Wegen der vielen Kinder war nicht nur eine entsprechende Lehrerversorgung nötig, auch an einem Kindergarten kam die Gemeinde nicht länger vorbei. Bis 1974 mussten die Gütenbacher Kinder nach Furtwangens gebracht werden, dann wurde im Schulhaus der erste Gütenbacher Kindergarten eingerichtet. Zehn Jahre später folgte der Umzug in die Räume, die heute noch als Kindergarten dienen.

"Wie lange noch?" fragt sich nicht nur Bernd Nitz. Angesichts der stetig sinkenden Einwohnerzahl seien weder für den Bestand des Kindergartens noch der Grundschule seriöse Voraussagen möglich.

Dass sich die Zukunft nicht voraussagen lässt, habe sich etwa beim Bau der Kläranlage gezeigt. "Damals haben wir mit einem Zuwachs auf bis zu 2000 Einwohner gerechnet", schildert Nitz die aus heutiger Sicht überzogenen Vorstellungen. Aber seinerzeit gab es auch noch mehr Arbeitsplätze im Ort.

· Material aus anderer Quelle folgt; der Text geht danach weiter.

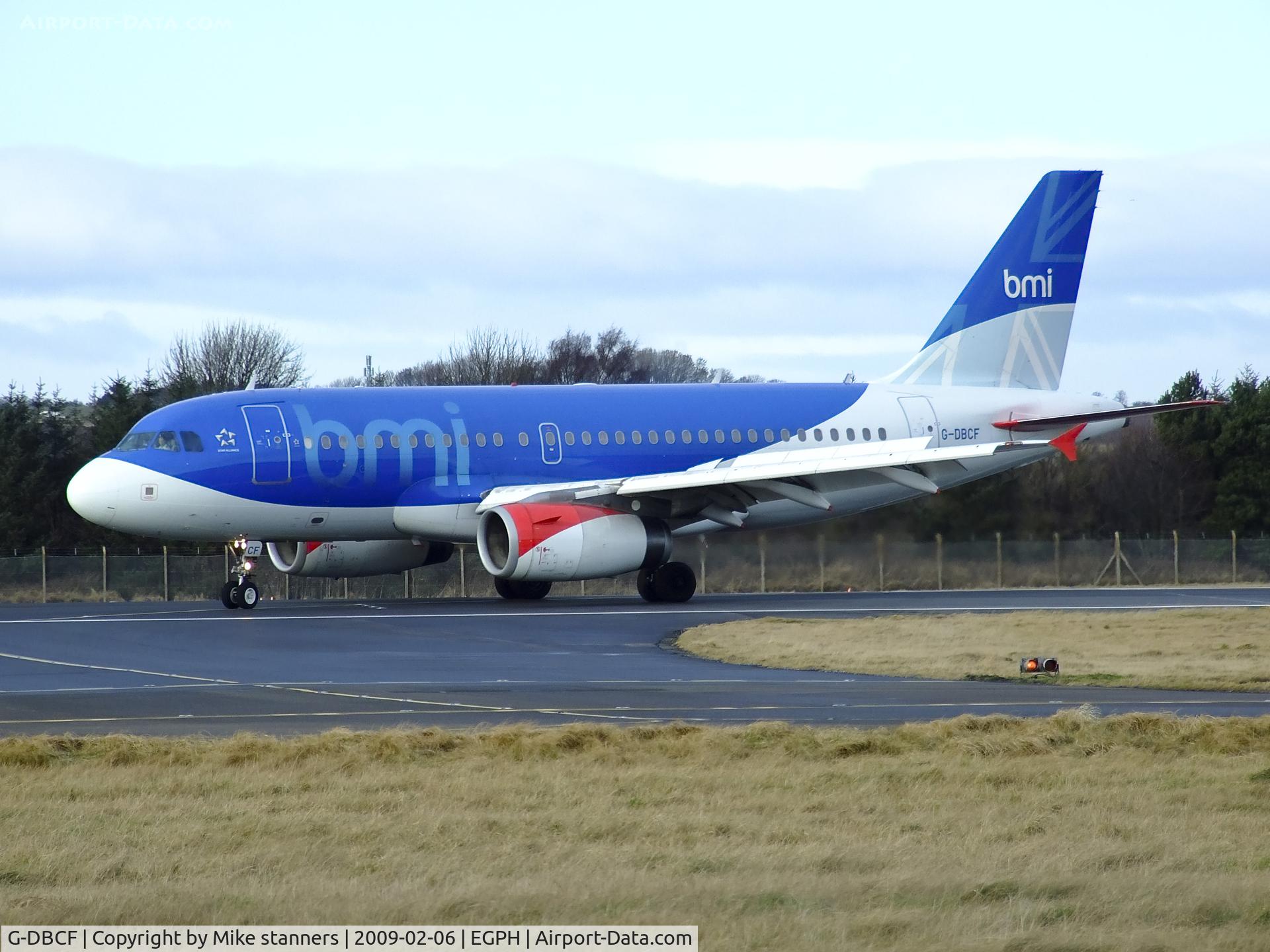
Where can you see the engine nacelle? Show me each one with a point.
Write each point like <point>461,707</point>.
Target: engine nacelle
<point>563,541</point>
<point>349,560</point>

Eine ganz besondere Volksabstimmung

Die Arbeitgeber hießen Gebr. Faller und Hanhart sowie – längst Vergangenheit – Schatz (eine Uhrenfabrik) und King Drehteile, in deren ehemaliges Firmengebäude möglicherweise die Gemeindeverwaltung umziehen wird. Die Attraktivität des Gewerbestandorts Gütenbach zeigte sich auch in bis zu 300 Einpendlern – bei nur 40 Auspendlern. Zum Einzugsbereich gehörten unter anderem St. Märgen, Simonswald und Wildgutach.

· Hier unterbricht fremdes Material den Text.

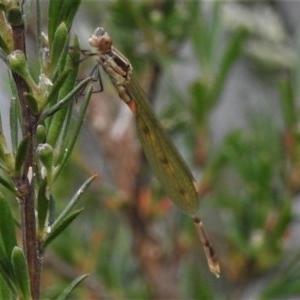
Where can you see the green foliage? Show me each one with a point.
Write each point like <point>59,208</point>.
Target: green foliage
<point>131,241</point>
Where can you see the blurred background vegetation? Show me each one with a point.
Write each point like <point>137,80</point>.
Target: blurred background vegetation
<point>223,77</point>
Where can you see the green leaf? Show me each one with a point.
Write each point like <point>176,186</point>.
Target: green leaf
<point>14,123</point>
<point>59,46</point>
<point>69,10</point>
<point>21,155</point>
<point>61,227</point>
<point>74,200</point>
<point>67,291</point>
<point>5,292</point>
<point>7,233</point>
<point>61,11</point>
<point>59,123</point>
<point>66,154</point>
<point>6,182</point>
<point>32,103</point>
<point>54,21</point>
<point>66,100</point>
<point>21,273</point>
<point>57,85</point>
<point>42,208</point>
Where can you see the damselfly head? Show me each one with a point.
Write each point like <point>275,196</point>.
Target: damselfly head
<point>101,40</point>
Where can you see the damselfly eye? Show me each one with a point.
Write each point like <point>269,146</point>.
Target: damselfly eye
<point>99,32</point>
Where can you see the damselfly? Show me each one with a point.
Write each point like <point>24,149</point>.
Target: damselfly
<point>164,159</point>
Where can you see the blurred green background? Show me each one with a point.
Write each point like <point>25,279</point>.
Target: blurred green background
<point>223,77</point>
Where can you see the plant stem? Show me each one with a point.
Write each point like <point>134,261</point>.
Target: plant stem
<point>23,182</point>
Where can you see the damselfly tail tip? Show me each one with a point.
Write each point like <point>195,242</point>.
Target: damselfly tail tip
<point>214,267</point>
<point>209,251</point>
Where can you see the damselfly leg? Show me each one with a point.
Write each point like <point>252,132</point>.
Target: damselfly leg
<point>94,73</point>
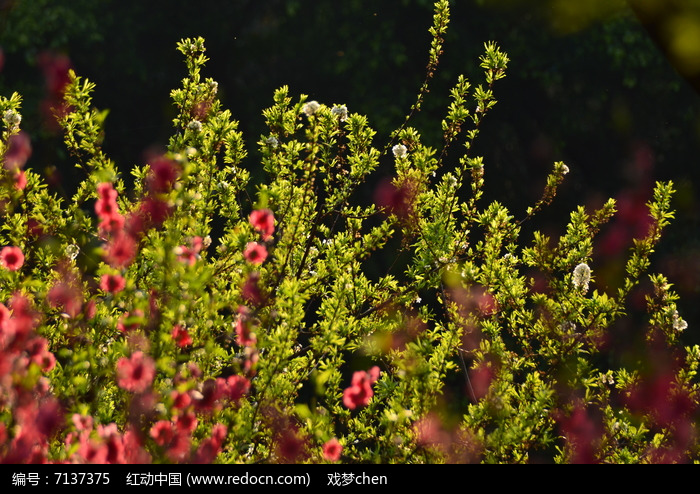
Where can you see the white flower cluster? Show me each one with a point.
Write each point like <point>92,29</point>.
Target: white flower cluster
<point>341,112</point>
<point>582,276</point>
<point>679,324</point>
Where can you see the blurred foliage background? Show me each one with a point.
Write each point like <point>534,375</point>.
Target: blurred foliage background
<point>608,86</point>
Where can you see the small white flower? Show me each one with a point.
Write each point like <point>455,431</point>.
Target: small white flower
<point>399,150</point>
<point>582,276</point>
<point>340,111</point>
<point>678,323</point>
<point>310,108</point>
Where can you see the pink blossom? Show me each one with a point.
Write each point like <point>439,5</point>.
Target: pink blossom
<point>20,180</point>
<point>263,221</point>
<point>121,250</point>
<point>360,392</point>
<point>332,450</point>
<point>11,258</point>
<point>255,253</point>
<point>181,336</point>
<point>135,373</point>
<point>162,432</point>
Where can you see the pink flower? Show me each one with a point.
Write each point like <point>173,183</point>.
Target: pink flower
<point>263,221</point>
<point>210,447</point>
<point>187,422</point>
<point>121,250</point>
<point>255,253</point>
<point>135,373</point>
<point>180,400</point>
<point>20,180</point>
<point>332,450</point>
<point>244,336</point>
<point>11,258</point>
<point>82,422</point>
<point>162,432</point>
<point>360,391</point>
<point>112,283</point>
<point>251,291</point>
<point>181,336</point>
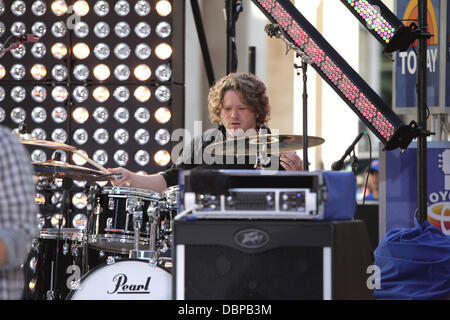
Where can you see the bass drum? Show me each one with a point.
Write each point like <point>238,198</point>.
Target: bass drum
<point>124,280</point>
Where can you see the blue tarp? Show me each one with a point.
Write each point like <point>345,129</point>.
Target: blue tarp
<point>414,263</point>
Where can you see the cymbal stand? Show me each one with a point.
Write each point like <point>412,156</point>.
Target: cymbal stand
<point>261,155</point>
<point>274,30</point>
<point>67,185</point>
<point>304,67</point>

Die besondere Lage der letzt genannten Ortschaft sorgte – nach der Gebietsreform Anfang der SiebzigerJahre – für ein Kuriosum: Weil wenige Einwohner, die zu diesem Zeitpunkt auf Gemarkung Gütenbach wohnten, unbedingt Simonswald zugehören wollten, kam es zu einer Volksabstimmung. Allerdings waren nur zwei Bürger des betroffenen Areals mit Hauptwohnsitz in Gütenbach gemeldet. Folglich durften nur diese beiden abstimmen. Das Ergebnis war eindeutig: Zu 100 Prozent sprachen sie sich für die künftige Zugehörigkeit zu Simonswald aus.

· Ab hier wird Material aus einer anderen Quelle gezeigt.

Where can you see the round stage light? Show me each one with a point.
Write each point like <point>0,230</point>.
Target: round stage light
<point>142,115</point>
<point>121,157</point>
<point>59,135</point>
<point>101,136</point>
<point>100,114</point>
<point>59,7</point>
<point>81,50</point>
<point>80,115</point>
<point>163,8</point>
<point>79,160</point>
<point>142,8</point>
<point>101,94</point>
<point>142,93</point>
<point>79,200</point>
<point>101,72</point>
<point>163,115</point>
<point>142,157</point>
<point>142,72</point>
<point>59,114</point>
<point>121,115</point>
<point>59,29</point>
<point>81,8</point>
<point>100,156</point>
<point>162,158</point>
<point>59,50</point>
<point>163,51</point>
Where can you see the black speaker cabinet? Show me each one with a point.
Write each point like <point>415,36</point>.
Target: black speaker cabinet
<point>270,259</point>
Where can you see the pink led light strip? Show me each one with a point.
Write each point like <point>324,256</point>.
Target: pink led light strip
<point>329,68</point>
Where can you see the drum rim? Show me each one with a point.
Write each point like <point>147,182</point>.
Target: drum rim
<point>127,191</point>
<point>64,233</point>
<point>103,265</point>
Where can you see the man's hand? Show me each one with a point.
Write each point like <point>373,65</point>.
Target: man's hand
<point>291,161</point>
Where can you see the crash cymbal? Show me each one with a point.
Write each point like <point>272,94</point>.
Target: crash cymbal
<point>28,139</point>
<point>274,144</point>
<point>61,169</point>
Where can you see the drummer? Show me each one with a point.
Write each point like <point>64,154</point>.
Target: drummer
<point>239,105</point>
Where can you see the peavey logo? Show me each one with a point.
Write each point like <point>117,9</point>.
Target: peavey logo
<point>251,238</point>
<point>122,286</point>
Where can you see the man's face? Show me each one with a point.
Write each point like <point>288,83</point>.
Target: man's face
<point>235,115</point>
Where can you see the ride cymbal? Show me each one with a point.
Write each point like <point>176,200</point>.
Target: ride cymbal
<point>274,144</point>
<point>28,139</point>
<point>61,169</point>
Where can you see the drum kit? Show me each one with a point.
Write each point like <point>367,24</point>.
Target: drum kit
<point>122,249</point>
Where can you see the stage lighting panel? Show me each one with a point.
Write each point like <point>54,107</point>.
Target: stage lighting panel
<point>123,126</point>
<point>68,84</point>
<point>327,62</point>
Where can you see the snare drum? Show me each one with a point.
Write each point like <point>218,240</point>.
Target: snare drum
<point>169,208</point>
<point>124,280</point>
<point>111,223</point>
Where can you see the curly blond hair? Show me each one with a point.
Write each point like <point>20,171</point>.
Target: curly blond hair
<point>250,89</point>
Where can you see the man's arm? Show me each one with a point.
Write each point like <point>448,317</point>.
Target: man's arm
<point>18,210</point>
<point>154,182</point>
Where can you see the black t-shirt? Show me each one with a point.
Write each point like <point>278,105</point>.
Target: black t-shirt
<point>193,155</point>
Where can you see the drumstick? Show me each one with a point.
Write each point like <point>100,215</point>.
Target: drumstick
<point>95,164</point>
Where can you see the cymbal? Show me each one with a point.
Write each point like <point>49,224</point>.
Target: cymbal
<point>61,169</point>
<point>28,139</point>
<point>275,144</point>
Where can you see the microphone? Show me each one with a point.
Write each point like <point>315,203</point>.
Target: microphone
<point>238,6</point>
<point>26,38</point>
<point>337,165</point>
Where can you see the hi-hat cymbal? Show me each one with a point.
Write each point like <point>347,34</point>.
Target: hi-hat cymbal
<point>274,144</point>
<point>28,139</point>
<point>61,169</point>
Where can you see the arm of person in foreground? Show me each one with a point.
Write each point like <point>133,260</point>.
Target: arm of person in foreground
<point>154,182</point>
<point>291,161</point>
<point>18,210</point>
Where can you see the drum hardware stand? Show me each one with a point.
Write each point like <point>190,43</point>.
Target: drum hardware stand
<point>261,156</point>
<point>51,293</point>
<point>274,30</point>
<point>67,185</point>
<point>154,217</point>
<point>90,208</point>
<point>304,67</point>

Als Folge dieses Votums kam es zu einer so genannten Ummarkung, es wurde also ein Teil der Gütenbacher Gemeindefläche der Nachbarkommune Simonswald zugeschlagen. Damit wurde die ohnehin schon kleinste selbstständige Gemeinde des noch jungen Schwarzwald-Baar-Kreises um ein paar Hektar Fläche kleiner.